One thing is clear: making healthier consumption choices can make a difference to these figures.
Time for change
As an ambassador for Jamie’s Food Revolution I have made it part of my mission to combat and prevent childhood obesity and overweight-related issues. Living on an island surrounded by crystal clear water, guaranteed sunshine every day and plenty of locally grown fruits and vegetables, I find it shocking to read these results and see it around me on a daily basis. With these figures and over 30 fast food restaurants on an island that stretches only 60km long, there is a serious health problem on the rise.
I believe that we should start with children, as they can enforce the awareness for healthier choices and help to make a difference in their family homes.

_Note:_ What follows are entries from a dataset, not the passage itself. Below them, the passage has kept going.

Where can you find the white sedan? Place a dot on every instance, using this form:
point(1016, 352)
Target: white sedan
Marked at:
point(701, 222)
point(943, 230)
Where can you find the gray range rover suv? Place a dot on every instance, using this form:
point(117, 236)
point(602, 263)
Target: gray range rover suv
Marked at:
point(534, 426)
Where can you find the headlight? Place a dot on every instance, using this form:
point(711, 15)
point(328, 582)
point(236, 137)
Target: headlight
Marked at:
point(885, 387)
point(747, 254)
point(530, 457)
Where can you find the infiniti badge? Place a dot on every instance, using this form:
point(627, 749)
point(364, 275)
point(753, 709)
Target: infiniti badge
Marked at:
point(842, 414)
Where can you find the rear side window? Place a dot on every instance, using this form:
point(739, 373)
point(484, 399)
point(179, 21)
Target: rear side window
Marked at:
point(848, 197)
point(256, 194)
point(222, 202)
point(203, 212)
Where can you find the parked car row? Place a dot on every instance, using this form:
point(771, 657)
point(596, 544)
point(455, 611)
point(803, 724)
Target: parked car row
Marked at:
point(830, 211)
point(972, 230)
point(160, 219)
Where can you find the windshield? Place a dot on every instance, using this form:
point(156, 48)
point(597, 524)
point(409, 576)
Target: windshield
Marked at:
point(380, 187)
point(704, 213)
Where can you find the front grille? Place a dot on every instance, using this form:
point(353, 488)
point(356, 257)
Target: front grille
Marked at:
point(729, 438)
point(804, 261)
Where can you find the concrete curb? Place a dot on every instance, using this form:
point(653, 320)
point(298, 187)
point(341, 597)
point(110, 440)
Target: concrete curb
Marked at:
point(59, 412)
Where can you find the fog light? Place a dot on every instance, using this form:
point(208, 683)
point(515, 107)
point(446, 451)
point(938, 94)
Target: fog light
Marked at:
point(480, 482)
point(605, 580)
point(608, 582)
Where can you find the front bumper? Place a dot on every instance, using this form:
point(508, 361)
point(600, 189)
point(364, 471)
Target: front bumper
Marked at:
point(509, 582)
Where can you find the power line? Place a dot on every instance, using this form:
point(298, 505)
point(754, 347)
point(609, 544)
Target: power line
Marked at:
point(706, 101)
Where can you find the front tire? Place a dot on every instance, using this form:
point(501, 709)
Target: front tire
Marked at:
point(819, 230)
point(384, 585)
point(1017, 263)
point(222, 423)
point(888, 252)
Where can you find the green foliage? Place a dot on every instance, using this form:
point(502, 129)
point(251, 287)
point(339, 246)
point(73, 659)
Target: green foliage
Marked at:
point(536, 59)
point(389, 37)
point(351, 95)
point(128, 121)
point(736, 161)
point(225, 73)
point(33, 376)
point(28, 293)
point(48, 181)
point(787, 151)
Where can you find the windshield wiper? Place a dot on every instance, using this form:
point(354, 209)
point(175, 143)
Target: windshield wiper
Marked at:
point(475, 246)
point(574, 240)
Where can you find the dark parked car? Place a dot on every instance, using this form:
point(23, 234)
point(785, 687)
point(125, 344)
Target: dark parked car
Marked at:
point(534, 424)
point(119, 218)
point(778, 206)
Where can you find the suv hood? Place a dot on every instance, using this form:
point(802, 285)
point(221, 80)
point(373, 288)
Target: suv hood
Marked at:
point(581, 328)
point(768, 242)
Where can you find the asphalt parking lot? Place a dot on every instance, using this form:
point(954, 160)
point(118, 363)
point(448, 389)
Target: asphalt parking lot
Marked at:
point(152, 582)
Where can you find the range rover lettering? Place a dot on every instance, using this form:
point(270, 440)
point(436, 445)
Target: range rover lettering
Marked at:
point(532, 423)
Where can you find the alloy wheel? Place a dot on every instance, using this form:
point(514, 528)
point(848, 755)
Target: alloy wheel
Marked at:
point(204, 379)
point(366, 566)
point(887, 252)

By running workshops and demonstrations at schools, and setting up programmes with governing school and sports club bodies, we can really make a difference and break the chains of the fast food habits into more of the slow-food moments and togetherness.
Cooking from scratch offers so much more than food education alone – it brings people together, gives families time to chat about their day and it slows us all down a bit after a hectic buzzing day at school or work. In the ideal world, we would all have seas of time for each other and to do everything we love – unfortunately, the times we live in are based on rush hours, tight scheduling and quick meals. The least we can do is to look after ourselves by becoming more aware of what and how we eat in order to keep our bodies and minds in the right condition to deal with our busy lifestyles.
So I can’t wait for schools to start again – I’m ready to slow down and get kids cooking, get them excited about local produce and get them talking about real food!